Marc Rotenberg, executive director of the Electronic Privacy
Information Center, a consumer advocacy group, said the proposals, if
adopted, would amount to an industry drafting its own regulations.

Rotenberg also argued that the notices to consumers preferred by
Microsoft and other companies are insufficient to protect online
privacy. Instead, consumers should have access to the data that
companies have on them and have more control over how they are used,
he said, similar to the way consumers can currently access their
credit reports.

Rotenberg also opposes the pre-emption of state laws, which he said in
many cases have better protections than federal rules. Many anti-spam
experts complained when Congress in 2003 approved a measure that did
not let individuals sue spammers and that pre-empted most state laws
that did.

Meanwhile, Stuart Ingis, a partner at the law firm Venable LLP, said
that a broad privacy measure is unnecessary.

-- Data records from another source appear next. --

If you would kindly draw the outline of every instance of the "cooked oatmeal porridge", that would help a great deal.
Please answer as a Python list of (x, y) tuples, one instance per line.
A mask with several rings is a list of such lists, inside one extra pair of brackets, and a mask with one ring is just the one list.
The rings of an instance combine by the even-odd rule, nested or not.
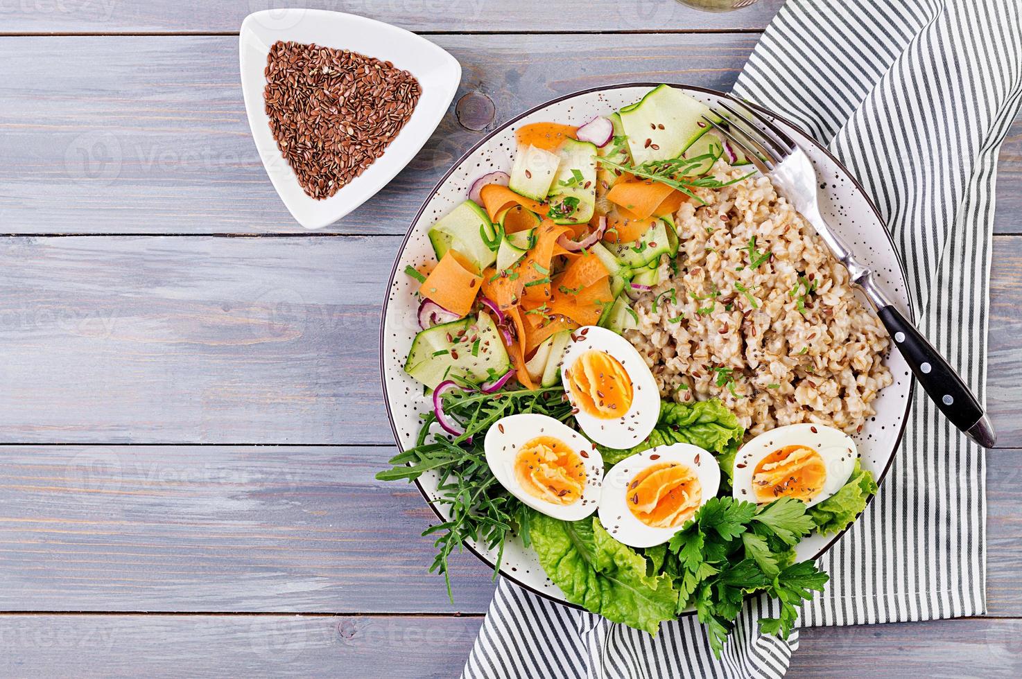
[[(742, 177), (719, 163), (717, 179)], [(812, 227), (761, 176), (676, 214), (681, 248), (634, 304), (625, 336), (660, 393), (721, 398), (748, 436), (819, 423), (847, 433), (874, 415), (891, 383), (887, 334)]]

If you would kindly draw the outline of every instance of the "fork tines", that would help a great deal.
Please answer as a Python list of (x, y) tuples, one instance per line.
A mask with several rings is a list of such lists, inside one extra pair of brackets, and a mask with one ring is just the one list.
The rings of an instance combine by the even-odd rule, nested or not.
[[(795, 142), (773, 120), (756, 115), (748, 107), (744, 107), (748, 110), (746, 115), (724, 100), (718, 100), (717, 103), (730, 115), (724, 115), (711, 107), (710, 110), (718, 119), (714, 120), (706, 115), (703, 119), (737, 146), (760, 173), (766, 174), (772, 171), (797, 148)], [(749, 119), (750, 117), (756, 119), (762, 127), (756, 126)]]

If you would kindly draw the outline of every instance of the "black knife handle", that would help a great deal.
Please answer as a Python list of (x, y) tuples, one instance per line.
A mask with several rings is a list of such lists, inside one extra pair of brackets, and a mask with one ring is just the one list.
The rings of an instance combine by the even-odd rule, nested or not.
[(951, 424), (968, 432), (983, 418), (983, 406), (955, 369), (896, 308), (884, 306), (877, 316), (930, 399)]

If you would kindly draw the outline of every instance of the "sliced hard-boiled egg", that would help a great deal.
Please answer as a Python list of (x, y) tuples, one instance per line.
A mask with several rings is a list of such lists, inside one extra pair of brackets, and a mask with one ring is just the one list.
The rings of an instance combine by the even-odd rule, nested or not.
[(795, 497), (812, 506), (848, 482), (856, 456), (855, 441), (833, 427), (778, 427), (735, 455), (734, 495), (759, 504)]
[(609, 448), (638, 445), (660, 416), (660, 394), (649, 367), (632, 344), (605, 328), (572, 333), (561, 381), (586, 435)]
[(662, 544), (716, 495), (719, 485), (721, 468), (702, 448), (690, 443), (650, 448), (607, 472), (600, 523), (629, 546)]
[(528, 413), (501, 418), (486, 432), (483, 449), (501, 485), (537, 512), (578, 521), (600, 503), (603, 455), (553, 418)]

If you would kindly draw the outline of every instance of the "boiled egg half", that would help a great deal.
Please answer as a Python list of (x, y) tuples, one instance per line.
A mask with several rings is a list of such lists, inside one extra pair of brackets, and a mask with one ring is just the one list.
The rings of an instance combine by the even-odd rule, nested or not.
[(605, 328), (586, 326), (572, 333), (561, 382), (583, 432), (608, 448), (638, 445), (660, 417), (660, 394), (646, 361)]
[(848, 482), (855, 441), (824, 425), (788, 425), (755, 437), (735, 455), (732, 486), (738, 499), (763, 504), (795, 497), (808, 506)]
[(501, 418), (486, 432), (483, 449), (501, 485), (537, 512), (578, 521), (600, 503), (603, 455), (553, 418), (528, 413)]
[(629, 546), (662, 544), (716, 495), (719, 486), (721, 468), (702, 448), (690, 443), (650, 448), (607, 472), (600, 523)]

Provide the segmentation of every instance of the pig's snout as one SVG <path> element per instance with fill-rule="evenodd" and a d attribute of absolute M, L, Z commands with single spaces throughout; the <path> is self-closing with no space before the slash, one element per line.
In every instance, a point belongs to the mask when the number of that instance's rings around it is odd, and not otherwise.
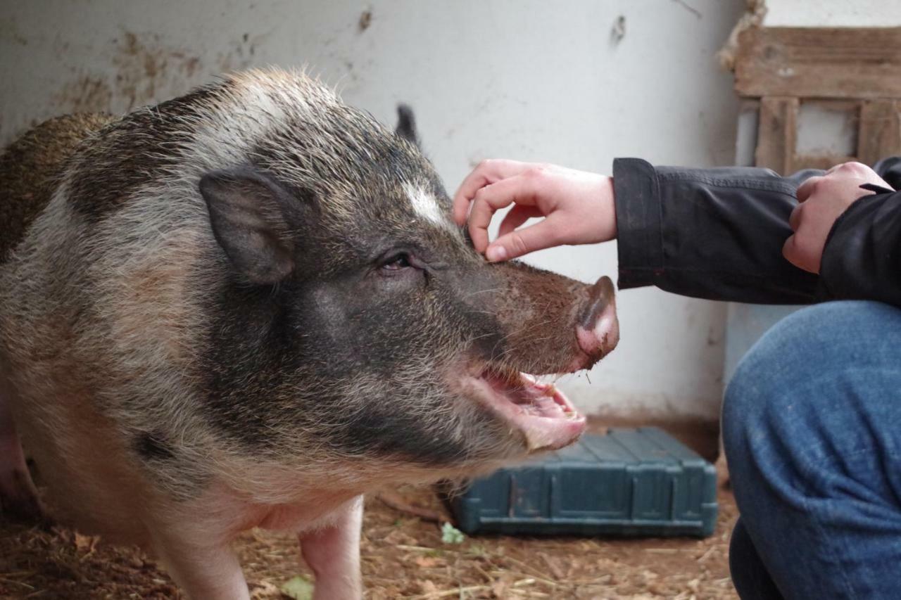
<path fill-rule="evenodd" d="M 588 368 L 616 348 L 619 341 L 619 320 L 616 318 L 616 296 L 610 277 L 603 277 L 588 290 L 588 299 L 578 315 L 576 339 L 585 358 L 579 368 Z"/>

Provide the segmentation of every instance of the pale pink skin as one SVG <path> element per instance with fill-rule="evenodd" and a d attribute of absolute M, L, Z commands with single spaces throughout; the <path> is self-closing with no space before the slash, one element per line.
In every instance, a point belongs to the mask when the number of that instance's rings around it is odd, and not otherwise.
<path fill-rule="evenodd" d="M 619 337 L 615 307 L 611 302 L 590 331 L 577 326 L 581 350 L 573 370 L 590 365 L 590 356 L 605 354 Z M 586 420 L 559 391 L 523 374 L 520 393 L 537 397 L 534 406 L 514 401 L 515 395 L 503 384 L 466 376 L 464 385 L 478 401 L 520 430 L 530 450 L 561 448 L 575 441 Z M 304 559 L 315 575 L 315 600 L 353 600 L 362 597 L 359 537 L 362 523 L 361 490 L 326 490 L 311 486 L 294 505 L 253 504 L 232 490 L 214 486 L 186 505 L 160 503 L 135 506 L 116 502 L 111 490 L 131 493 L 129 482 L 107 477 L 96 458 L 79 460 L 81 477 L 91 479 L 96 513 L 110 523 L 141 523 L 150 531 L 148 545 L 176 583 L 195 600 L 249 600 L 250 593 L 232 542 L 250 527 L 297 533 Z M 92 479 L 93 477 L 93 479 Z M 114 480 L 110 480 L 114 479 Z M 134 489 L 141 486 L 134 482 Z M 106 490 L 105 492 L 103 490 Z M 0 393 L 0 497 L 23 505 L 38 506 L 24 457 L 10 413 L 8 395 Z M 104 503 L 104 498 L 108 502 Z M 121 500 L 121 498 L 120 498 Z M 116 524 L 111 527 L 115 529 Z"/>

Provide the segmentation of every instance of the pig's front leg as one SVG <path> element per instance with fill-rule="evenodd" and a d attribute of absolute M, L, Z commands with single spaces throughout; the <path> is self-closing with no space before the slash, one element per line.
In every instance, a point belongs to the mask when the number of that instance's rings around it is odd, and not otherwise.
<path fill-rule="evenodd" d="M 0 507 L 19 516 L 41 515 L 38 492 L 25 465 L 25 455 L 15 432 L 9 397 L 0 386 Z"/>
<path fill-rule="evenodd" d="M 196 532 L 179 530 L 177 525 L 168 527 L 172 529 L 154 533 L 154 550 L 188 598 L 250 600 L 241 563 L 230 544 L 194 540 Z"/>
<path fill-rule="evenodd" d="M 363 496 L 341 509 L 328 526 L 302 533 L 304 559 L 316 576 L 314 600 L 359 600 L 363 597 L 359 573 L 359 530 Z"/>

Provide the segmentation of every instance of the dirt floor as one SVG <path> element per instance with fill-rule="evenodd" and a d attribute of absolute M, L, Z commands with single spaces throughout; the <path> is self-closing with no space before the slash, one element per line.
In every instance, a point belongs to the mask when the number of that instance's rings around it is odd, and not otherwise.
<path fill-rule="evenodd" d="M 705 454 L 715 449 L 715 440 L 699 447 L 696 436 L 687 439 L 694 435 L 690 431 L 675 432 Z M 736 598 L 727 549 L 737 512 L 728 489 L 721 486 L 718 495 L 716 532 L 706 540 L 496 536 L 455 544 L 442 542 L 438 523 L 370 497 L 361 544 L 367 597 Z M 402 487 L 385 499 L 426 515 L 446 514 L 429 489 Z M 251 531 L 238 549 L 254 598 L 290 597 L 280 591 L 286 582 L 308 577 L 291 536 Z M 137 550 L 105 546 L 65 528 L 0 517 L 0 598 L 181 597 Z"/>

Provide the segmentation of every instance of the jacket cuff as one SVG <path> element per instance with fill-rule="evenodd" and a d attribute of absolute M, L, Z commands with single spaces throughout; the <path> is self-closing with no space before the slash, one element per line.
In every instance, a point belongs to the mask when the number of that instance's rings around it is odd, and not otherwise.
<path fill-rule="evenodd" d="M 861 276 L 866 277 L 869 274 L 862 272 L 869 267 L 868 261 L 861 258 L 868 255 L 863 248 L 868 240 L 861 234 L 860 215 L 872 210 L 874 205 L 881 205 L 893 193 L 882 190 L 882 194 L 870 194 L 855 200 L 833 223 L 820 259 L 817 300 L 863 297 L 856 283 Z"/>
<path fill-rule="evenodd" d="M 651 286 L 663 272 L 657 171 L 641 159 L 614 160 L 620 289 Z"/>

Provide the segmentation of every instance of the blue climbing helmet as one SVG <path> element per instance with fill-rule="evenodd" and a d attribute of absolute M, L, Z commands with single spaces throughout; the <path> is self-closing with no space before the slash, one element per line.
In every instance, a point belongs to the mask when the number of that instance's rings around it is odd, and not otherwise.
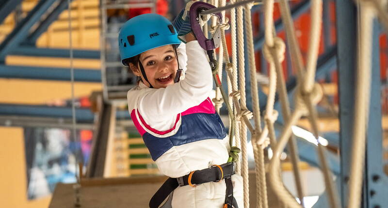
<path fill-rule="evenodd" d="M 178 32 L 173 25 L 163 16 L 145 14 L 127 21 L 118 34 L 118 46 L 121 62 L 126 59 L 158 47 L 178 45 Z"/>

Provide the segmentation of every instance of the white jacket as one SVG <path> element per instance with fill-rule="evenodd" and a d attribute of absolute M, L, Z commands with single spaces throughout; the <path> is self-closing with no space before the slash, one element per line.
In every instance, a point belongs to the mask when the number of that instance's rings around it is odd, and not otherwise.
<path fill-rule="evenodd" d="M 198 41 L 186 46 L 185 52 L 183 44 L 177 49 L 179 66 L 187 69 L 184 79 L 159 89 L 141 81 L 128 93 L 134 123 L 161 172 L 171 178 L 224 164 L 228 158 L 226 134 L 208 98 L 213 82 L 206 53 Z M 234 196 L 242 208 L 242 178 L 235 174 L 232 179 Z M 225 193 L 225 183 L 221 182 L 179 187 L 172 204 L 173 208 L 221 208 Z"/>

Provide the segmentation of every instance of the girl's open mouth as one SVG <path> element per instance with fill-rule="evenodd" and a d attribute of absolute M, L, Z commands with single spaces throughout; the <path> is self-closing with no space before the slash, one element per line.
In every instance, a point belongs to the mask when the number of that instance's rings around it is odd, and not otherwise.
<path fill-rule="evenodd" d="M 158 78 L 156 79 L 156 80 L 159 82 L 161 82 L 162 84 L 167 84 L 171 81 L 172 79 L 172 74 L 171 74 L 168 76 Z"/>

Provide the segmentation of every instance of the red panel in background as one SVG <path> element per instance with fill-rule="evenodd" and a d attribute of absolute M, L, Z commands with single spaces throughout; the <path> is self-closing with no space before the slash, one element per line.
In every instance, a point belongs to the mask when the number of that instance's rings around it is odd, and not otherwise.
<path fill-rule="evenodd" d="M 168 2 L 167 0 L 156 1 L 156 13 L 165 16 L 168 11 Z M 144 14 L 151 13 L 150 8 L 137 8 L 128 10 L 128 19 Z"/>

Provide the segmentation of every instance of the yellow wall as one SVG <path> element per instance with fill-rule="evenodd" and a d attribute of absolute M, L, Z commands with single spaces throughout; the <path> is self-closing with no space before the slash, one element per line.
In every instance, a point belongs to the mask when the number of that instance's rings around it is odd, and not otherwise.
<path fill-rule="evenodd" d="M 0 207 L 44 208 L 50 197 L 29 201 L 23 129 L 0 127 Z"/>
<path fill-rule="evenodd" d="M 31 10 L 38 0 L 24 0 L 23 11 Z M 72 3 L 72 39 L 74 48 L 98 50 L 99 28 L 98 0 L 76 0 Z M 0 42 L 15 27 L 14 14 L 0 25 Z M 38 47 L 68 48 L 67 12 L 64 11 L 60 19 L 53 23 L 38 39 Z M 87 18 L 86 18 L 87 17 Z M 100 67 L 99 60 L 75 59 L 76 68 Z M 68 67 L 68 59 L 9 56 L 9 65 Z M 71 83 L 30 79 L 0 78 L 0 103 L 45 104 L 57 100 L 71 98 Z M 92 91 L 101 90 L 101 83 L 76 82 L 76 97 L 88 96 Z M 28 201 L 27 199 L 27 178 L 23 129 L 0 126 L 0 208 L 44 208 L 48 206 L 50 196 Z"/>
<path fill-rule="evenodd" d="M 76 82 L 76 98 L 101 90 L 100 83 Z M 71 98 L 70 82 L 0 78 L 0 103 L 45 104 Z"/>

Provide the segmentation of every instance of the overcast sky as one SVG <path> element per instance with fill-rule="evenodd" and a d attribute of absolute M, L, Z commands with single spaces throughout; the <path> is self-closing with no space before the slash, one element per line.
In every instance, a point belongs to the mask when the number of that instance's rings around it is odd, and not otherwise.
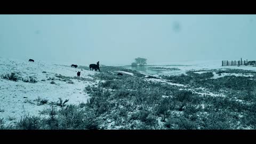
<path fill-rule="evenodd" d="M 130 64 L 256 60 L 256 15 L 0 15 L 0 57 Z"/>

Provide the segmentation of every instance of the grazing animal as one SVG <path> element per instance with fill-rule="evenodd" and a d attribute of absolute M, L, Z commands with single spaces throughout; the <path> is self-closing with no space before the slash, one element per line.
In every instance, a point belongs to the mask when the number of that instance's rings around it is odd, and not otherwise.
<path fill-rule="evenodd" d="M 92 70 L 93 70 L 93 69 L 95 69 L 95 71 L 97 71 L 97 69 L 99 69 L 99 71 L 100 71 L 100 67 L 97 65 L 91 64 L 89 65 L 89 68 L 90 70 L 91 70 L 91 68 L 92 68 Z"/>
<path fill-rule="evenodd" d="M 81 73 L 81 71 L 77 72 L 77 78 L 80 77 L 80 73 Z"/>
<path fill-rule="evenodd" d="M 33 60 L 33 59 L 29 59 L 29 60 L 28 60 L 28 61 L 29 61 L 29 62 L 35 62 L 35 61 L 34 61 L 34 60 Z"/>
<path fill-rule="evenodd" d="M 71 65 L 71 67 L 75 67 L 75 68 L 77 68 L 78 66 L 77 66 L 77 65 Z"/>

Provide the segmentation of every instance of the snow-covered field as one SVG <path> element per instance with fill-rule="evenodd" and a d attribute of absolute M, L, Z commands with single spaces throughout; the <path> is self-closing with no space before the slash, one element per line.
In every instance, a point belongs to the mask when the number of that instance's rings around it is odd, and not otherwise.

"Comprehensive privacy legislation already exists in this country," he
said, citing existing laws and regulations governing financial and
health-care privacy.

Those rules took decades to develop and provide strong protections for
consumers, said Ingis, whose firm represents several companies and
trade groups that track privacy issues.

Although high-tech companies have been seeking comprehensive federal
privacy legislation, Congress has focused on the steps companies
should take to protect data and when companies should notify consumers
of data security breaches.

But several data security bills failed to pass during the soon-to-end
congressional session, largely because of jurisdictional struggles
between different congressional committees, said Steve Adamske,
spokesman for Rep. Barney Frank (news, bio, voting record), D-Mass.

Frank, incoming chairman of the House Financial Services Committee,
said Wednesday that he plans to consider the issue of data security
next year. To avoid a repeat of the jurisdictional struggle, Frank
says he plans to propose to incoming House Speaker Nancy Pelosi that
she appoint a task force of members from committees with oversight on
privacy matters to work on the issue.